Es kracht überall in allen Fugen, die einst die Welt zusammenhielten. Der „reale Sozialismus" ist erledigt, der Kapitalismus ins Wanken geraten. Bis auch er ins Meer der Geschichte stürzen wird, werden noch Jahrzehnte (?) vergehen und dann wird es noch lange dauern, bis eine brüderliche Welt zu sehen sein wird. Vielleicht bedrückt mich das Wissen, daß bis dahin noch Ströme von Blut fließen, Hektoliter von Tränen geweint werden müssen, so sehr, daß - vielleicht verstellen die Kulissen des Krieges die Aussichten auf ein besseres Morgen - was weiß ich? Ich weiß, daß Menschen leiden, flüchten, frieren, daß Menschen Schmerz empfinden, Wut fühlen und verzweifelt sind. Weiß, daß alle Deklarationen sinnlos sind und nicht beachtet werden. Kulturdenkmäler, viersprachig bezeichnet, werden zerstört, Bibliotheken brennen, Bilder verglosen. Aber was ist das alles gegen das Leben eines Menschen. Gegen seine Todesangst, seine Schmerzen, seine Verzweiflung?
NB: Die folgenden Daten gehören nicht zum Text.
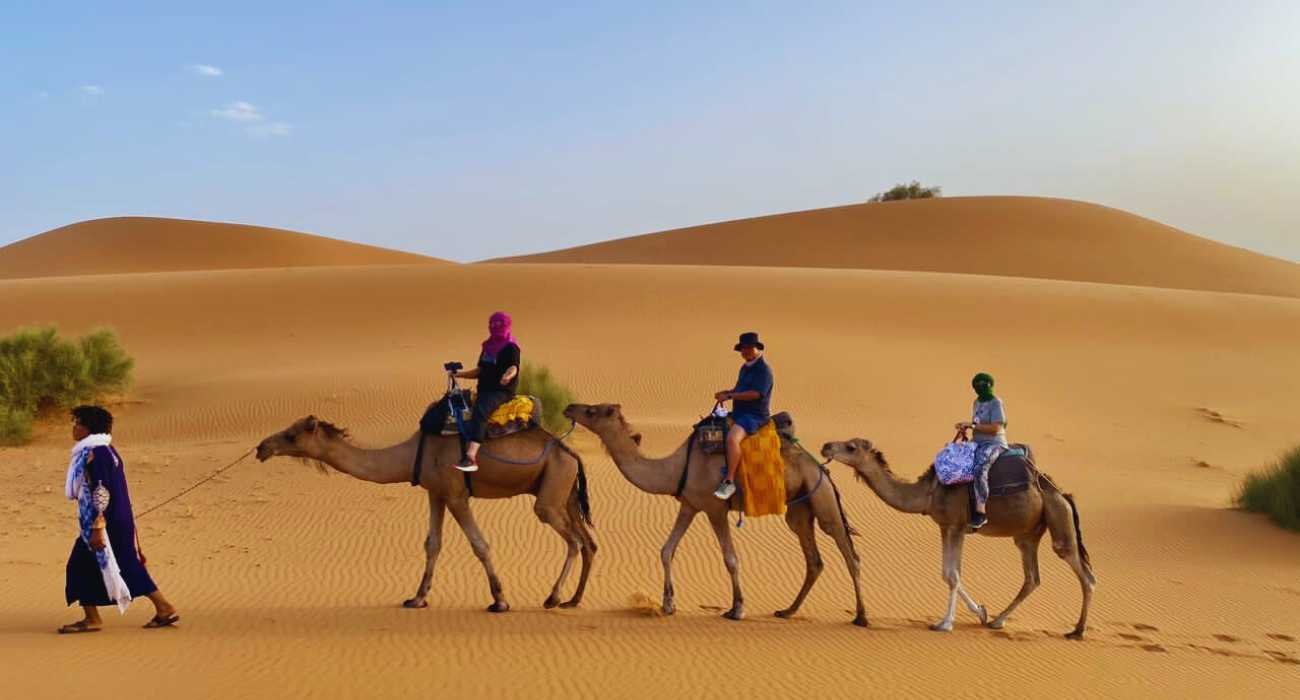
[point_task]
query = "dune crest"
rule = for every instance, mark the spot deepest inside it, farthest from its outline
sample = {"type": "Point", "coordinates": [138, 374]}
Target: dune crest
{"type": "Point", "coordinates": [1004, 236]}
{"type": "Point", "coordinates": [134, 243]}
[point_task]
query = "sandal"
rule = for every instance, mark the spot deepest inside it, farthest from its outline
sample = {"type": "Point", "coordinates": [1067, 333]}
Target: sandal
{"type": "Point", "coordinates": [159, 621]}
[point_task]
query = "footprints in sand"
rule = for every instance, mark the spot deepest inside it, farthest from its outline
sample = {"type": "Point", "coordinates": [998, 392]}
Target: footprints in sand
{"type": "Point", "coordinates": [1148, 638]}
{"type": "Point", "coordinates": [1229, 646]}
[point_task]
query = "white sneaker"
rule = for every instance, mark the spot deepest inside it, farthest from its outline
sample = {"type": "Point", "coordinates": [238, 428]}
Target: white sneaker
{"type": "Point", "coordinates": [726, 489]}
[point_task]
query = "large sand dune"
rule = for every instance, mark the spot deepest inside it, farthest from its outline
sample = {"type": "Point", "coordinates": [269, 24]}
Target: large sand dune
{"type": "Point", "coordinates": [134, 243]}
{"type": "Point", "coordinates": [1006, 236]}
{"type": "Point", "coordinates": [290, 582]}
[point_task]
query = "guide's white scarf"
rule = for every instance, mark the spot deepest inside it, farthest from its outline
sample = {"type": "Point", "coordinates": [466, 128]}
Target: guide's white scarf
{"type": "Point", "coordinates": [76, 488]}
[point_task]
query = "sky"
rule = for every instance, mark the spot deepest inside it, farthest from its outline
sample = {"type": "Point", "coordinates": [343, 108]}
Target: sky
{"type": "Point", "coordinates": [469, 130]}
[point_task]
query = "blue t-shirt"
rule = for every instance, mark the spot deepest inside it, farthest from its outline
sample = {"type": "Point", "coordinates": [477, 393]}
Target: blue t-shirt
{"type": "Point", "coordinates": [986, 413]}
{"type": "Point", "coordinates": [754, 377]}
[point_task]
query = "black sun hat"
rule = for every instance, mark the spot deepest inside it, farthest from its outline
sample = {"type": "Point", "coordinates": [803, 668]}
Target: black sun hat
{"type": "Point", "coordinates": [749, 338]}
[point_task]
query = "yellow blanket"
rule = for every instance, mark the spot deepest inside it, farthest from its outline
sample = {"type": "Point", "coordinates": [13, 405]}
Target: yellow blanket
{"type": "Point", "coordinates": [519, 409]}
{"type": "Point", "coordinates": [762, 474]}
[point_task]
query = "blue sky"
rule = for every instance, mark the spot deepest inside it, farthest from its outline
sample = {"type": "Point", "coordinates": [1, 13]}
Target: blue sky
{"type": "Point", "coordinates": [469, 130]}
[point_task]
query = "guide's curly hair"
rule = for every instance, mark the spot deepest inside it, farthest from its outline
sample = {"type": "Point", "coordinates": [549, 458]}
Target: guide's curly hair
{"type": "Point", "coordinates": [96, 419]}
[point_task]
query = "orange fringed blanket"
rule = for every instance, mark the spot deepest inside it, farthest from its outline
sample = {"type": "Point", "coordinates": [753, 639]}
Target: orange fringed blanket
{"type": "Point", "coordinates": [762, 474]}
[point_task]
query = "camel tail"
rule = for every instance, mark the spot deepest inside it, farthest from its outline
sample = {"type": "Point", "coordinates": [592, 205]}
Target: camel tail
{"type": "Point", "coordinates": [1078, 534]}
{"type": "Point", "coordinates": [584, 502]}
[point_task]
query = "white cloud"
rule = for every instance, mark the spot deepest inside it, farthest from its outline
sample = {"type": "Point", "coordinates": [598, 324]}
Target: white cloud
{"type": "Point", "coordinates": [268, 130]}
{"type": "Point", "coordinates": [239, 111]}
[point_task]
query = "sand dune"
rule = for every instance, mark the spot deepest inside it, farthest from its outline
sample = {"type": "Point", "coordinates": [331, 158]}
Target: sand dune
{"type": "Point", "coordinates": [290, 580]}
{"type": "Point", "coordinates": [122, 245]}
{"type": "Point", "coordinates": [1005, 236]}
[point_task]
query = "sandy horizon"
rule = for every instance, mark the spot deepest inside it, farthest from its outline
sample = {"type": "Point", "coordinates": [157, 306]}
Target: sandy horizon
{"type": "Point", "coordinates": [290, 582]}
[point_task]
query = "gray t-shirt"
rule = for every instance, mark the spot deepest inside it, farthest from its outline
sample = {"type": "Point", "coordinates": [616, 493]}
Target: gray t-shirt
{"type": "Point", "coordinates": [989, 411]}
Ich bete, ich bete gern, ich bete viel

- so für mich und meinen Herrgott, aber ich frage mich oft, wieso läßt er das alles zu? Es gibt - ich weiß es -genug theologische Erklärungen, aber was nützen sie mir, wenn ich sie nicht akzeptieren kann? Ich sehe wie jeder, der schauen gelernt hat und erschauere. Noch trifft es uns nicht. Noch glauben die Wanderhändler der Intoleranz Mauern des Hasses errichten zu müssen, uns abschotten zu sollen gegen das Leid und die Lebensgier anderer, die Hunger haben - auch Hunger nach Freiheit, die ihnen, so wie die Freiheit von Angst feierlich garantiert wurde. Was wird in einer anderen neuen Kristallnacht brennen? Wie wird das Ende der neuen Herrenmenschen sein? Sechs Jahre nach der Reichspogromnacht war Deutschland vernichtet. Stand auch Österreich nur auf, um wieder zerbrochen zu werden?
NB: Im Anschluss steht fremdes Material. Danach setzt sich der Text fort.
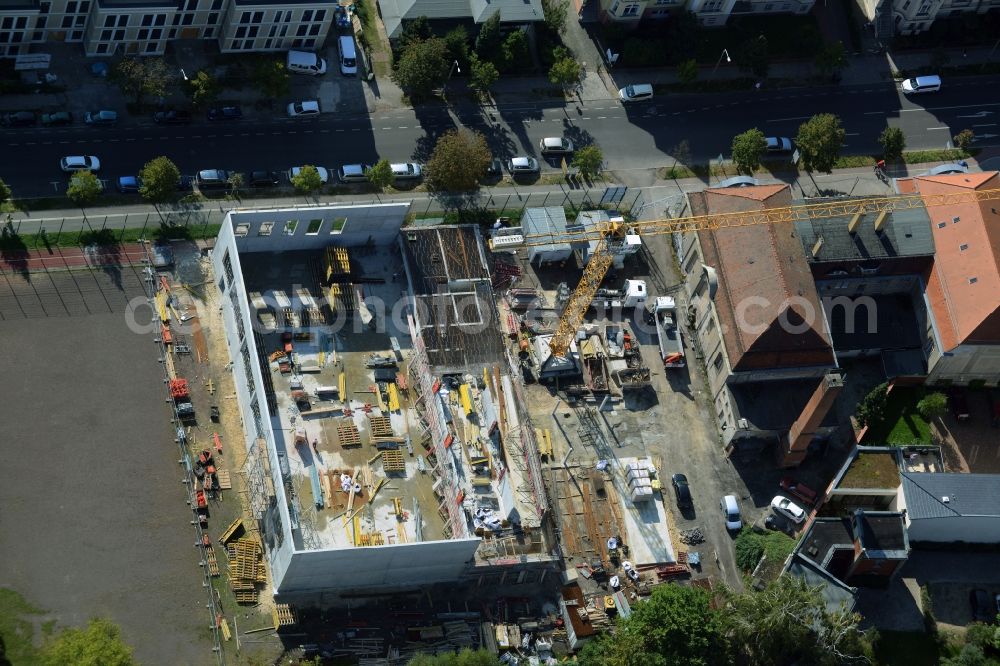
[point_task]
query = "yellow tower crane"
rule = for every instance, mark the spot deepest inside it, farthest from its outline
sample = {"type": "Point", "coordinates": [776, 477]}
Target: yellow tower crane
{"type": "Point", "coordinates": [609, 236]}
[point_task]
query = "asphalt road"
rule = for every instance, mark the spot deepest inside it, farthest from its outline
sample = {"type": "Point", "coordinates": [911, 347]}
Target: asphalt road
{"type": "Point", "coordinates": [638, 137]}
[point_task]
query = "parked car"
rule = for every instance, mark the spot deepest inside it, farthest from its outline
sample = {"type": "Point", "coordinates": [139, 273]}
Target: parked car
{"type": "Point", "coordinates": [307, 108]}
{"type": "Point", "coordinates": [57, 118]}
{"type": "Point", "coordinates": [17, 119]}
{"type": "Point", "coordinates": [129, 184]}
{"type": "Point", "coordinates": [731, 511]}
{"type": "Point", "coordinates": [263, 179]}
{"type": "Point", "coordinates": [555, 145]}
{"type": "Point", "coordinates": [681, 491]}
{"type": "Point", "coordinates": [787, 508]}
{"type": "Point", "coordinates": [793, 487]}
{"type": "Point", "coordinates": [778, 144]}
{"type": "Point", "coordinates": [80, 163]}
{"type": "Point", "coordinates": [406, 171]}
{"type": "Point", "coordinates": [982, 609]}
{"type": "Point", "coordinates": [103, 117]}
{"type": "Point", "coordinates": [212, 179]}
{"type": "Point", "coordinates": [225, 113]}
{"type": "Point", "coordinates": [522, 164]}
{"type": "Point", "coordinates": [172, 117]}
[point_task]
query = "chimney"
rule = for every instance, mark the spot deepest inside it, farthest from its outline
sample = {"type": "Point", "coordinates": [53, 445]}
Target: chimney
{"type": "Point", "coordinates": [802, 431]}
Hoffen auf ein Wunder Ich weiß wohl, daß das keine weihnachtlichen Gedanken sind, aber was soll ich tun - sie haben von mir Besitz ergriffen. Ich würde auch lieber mit Hoffnung ins Licht der Kerzen sehen, würde schon jetzt gern den Duft grüner Zweige riechen und zartes Glok-kenläuten ahnen. Doch es wird heuer eines Weihnachtswunders bedürfen, um mich aus dem tiefen Brunnen der Resignation zu ziehen. Ich kann nur hoffen! Auf die Vernunft der Menschen und Gottes Gnade. Vielleicht beginnt mit dem Anzünden der ersten Kerze auf dem Baum sich auch das Licht der Erkenntnis über die Menschen zu ergießen. Vielleicht schnürt ein Gefühl der Rührung manche Kehle so eng zu, daß dem Munde keine Haß-tiraden mehr entströmen können. Vielleicht besinnen sich die Verantwortlichen darauf, daß mit dem Verteufeln der Andersdenkenden der Gott der Liebe verraten wird. Vielleicht steigt mit dem Weihnachtsgefühl auch die Schamröte in die Gesichter der Hemmungslosen. Es wäre Zeit, daß sie Angst bekämen vor denen, die jetzt Angst haben. Ich horche in mich hinein und staune. Irgendwo hat sich noch ein Funke Hoffnung versteckt.

Lieber Gott, der du gebaut hast diese Welt - tu was, laß' - wenn schon nicht die Liebe, so doch wenigstens die Vernunft siegen. Ich weiß, das ist viel verlangt, aber es ist ja Weihnachten und da darf man sich doch was wünschen?